Caminaron tomados de la mano todo el camino y atrajeron mucha atención.
Pero conociendo a Li Fengjin, a él no le importaba en absoluto.
Continuó con sus muestras de afecto en público.
Le besaba la mejilla, la mano y la frente.
Pero siendo la chica tímida que Bai Renxiang solía ser, estaba furiosamente sonrojada.
Su rostro no había vuelto a su tono blanco lechoso.
—Jin, tienes que parar, la gente está empezando a mirar —le susurró.
—Que miren.
No todos los días se puede ver a una hermosa pareja mostrando su amor en público.
Es normal.
No te avergüences —dijo Li Fengjin.
—No estoy acostumbrada.
—¿Qué?
¿Así que tú y tu ex nunca se besaron en público?
—No.
Dejemos de hablar de ex.
No tengo un ex y no soy ex de nadie.
¿Cómo puedes sacar ese tema?
—dijo Bai Renxiang con un mohín de fastidio.
—Está bien.
Lo siento.
Pero deberías acostumbrarte a esto.
Solo déjame presumir un poco.
Vamos, mi coche está justo adelante —señaló su Rolls Royce negro.
—Bien.
Vamos.
———
—Entonces…
Aquí es donde nos despedimos.
—Así es.
Llámame inmediatamente cuando pongas un pie en tu casa, ¿de acuerdo?
—Bai Renxiang abrazó su cintura.
—De acuerdo.
Te veré mañana entonces.
—Hmm.
Li Fengjin deslizó su dedo bajo su barbilla y levantó su cabeza un poco.
Se inclinó y le dio un beso lento y suave en los labios.
Bai Renxiang suspiró.
Sus labios permanecieron juntos antes de separarse con vacilación.
Acariciando su mejilla sonrojada, sonrió:
— Buenas noches, mi amor.
—Buenas noches, cariño.
Ten un viaje seguro a casa.
Bai Renxiang se quedó allí despidiéndose con la mano hasta que el coche se perdió de vista.
Tomando una respiración profunda, dio media vuelta y caminó de regreso al edificio.
En su camino de vuelta, se topó con Yi Minsheng.
Ambos se sorprendieron al verse.
Observando bien su apariencia, Yi Minsheng preguntó:
— ¿Acabas de regresar de un paseo?
—N-No.
Jin acaba de irse.
Yo
—¿Lo acompañaste?
—Sí…
Sí, lo hice —Bai Renxiang sonrió—.
¿Tú también vienes de un paseo?
No puedes estar saliendo del trabajo a esta hora, ¿verdad?

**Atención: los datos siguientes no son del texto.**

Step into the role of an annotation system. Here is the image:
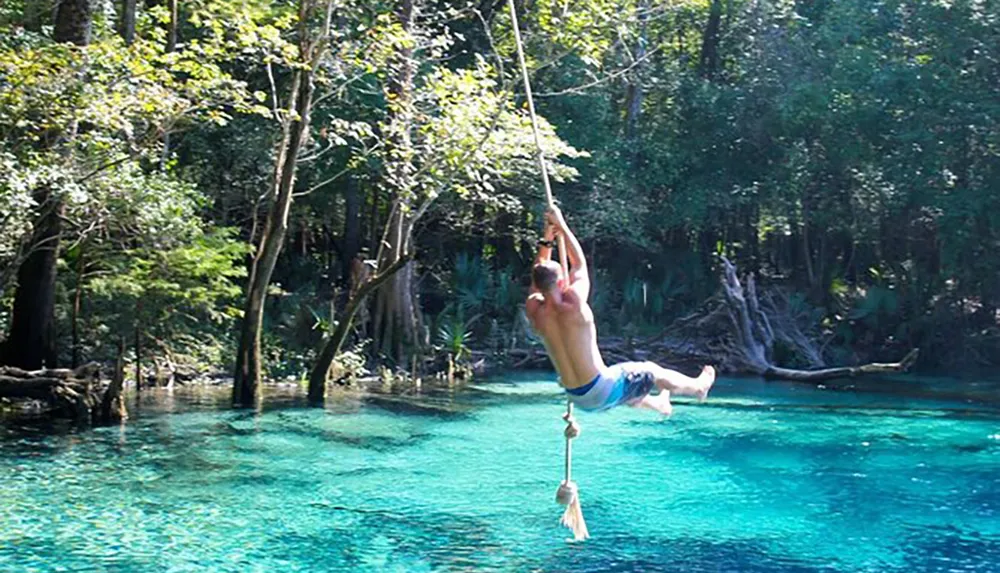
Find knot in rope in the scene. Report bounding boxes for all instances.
[556,481,580,505]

—Solo quería sentir la brisa fresca de la noche un poco antes de ir a dormir —asintió Yi Minsheng.
—Eso está bien.
Entonces…
ya que ambos nos dirigimos de regreso, deberíamos entrar juntos —sugirió ella.
Yi Minsheng se sorprendió por sus palabras.
Se quedó mirando su rostro sin decir palabra.
Era como si tratara de ver si hablaba en serio o solo lo decía porque vivían uno frente al otro.
Pero todo lo que vio fue una sonrisa genuina en su rostro.
Mientras tanto, Bai Renxiang estaba confundida por su mirada.
«¿Tengo algo en la cara?
No lo creo.
Si lo tuviera, Li Fengjin me lo habría dicho», pensó.
Bai Renxiang miró detrás de ella para ver si había alguien más a quien él pudiera estar mirando en lugar de a ella.
Pero no había nadie allí.
Se rascó la mejilla confundida.
—¿Minsheng?
¡Hola!
Yi Minsheng…
Tierra llamando a Yi Minsheng.
Responde —agitó las manos frente a su cara.
—¿Eh?
Sí…
¿Qué dijiste?
—salió de su trance.
—Jejeje…
Te quedaste en las nubes.
¿En qué estabas pensando?
—Bai Renxiang se rió entre dientes.
—No…
Nada.
Solo…
—suspiró y sacudió la cabeza—.
Pensé que dijiste que no ibas a hablarme de nuevo —dijo finalmente.
—¡Oh!
Bueno, había una condición para eso.
Además, ahora te entiendo un poco y Jin dijo que debería darte algo de tiempo para que te aclares —Bai Renxiang se encogió de hombros.
—¿En serio?
¿Él…
Li Fengjin dijo eso?
—los ojos de Yi Minsheng se abrieron con incredulidad.
—Sí y sí.
Él dijo eso.
Es un hombre después de todo —se acomodó el cabello detrás de la oreja.
—Él es…
En fin, vámonos ya.
Está haciendo frío y no es muy seguro afuera.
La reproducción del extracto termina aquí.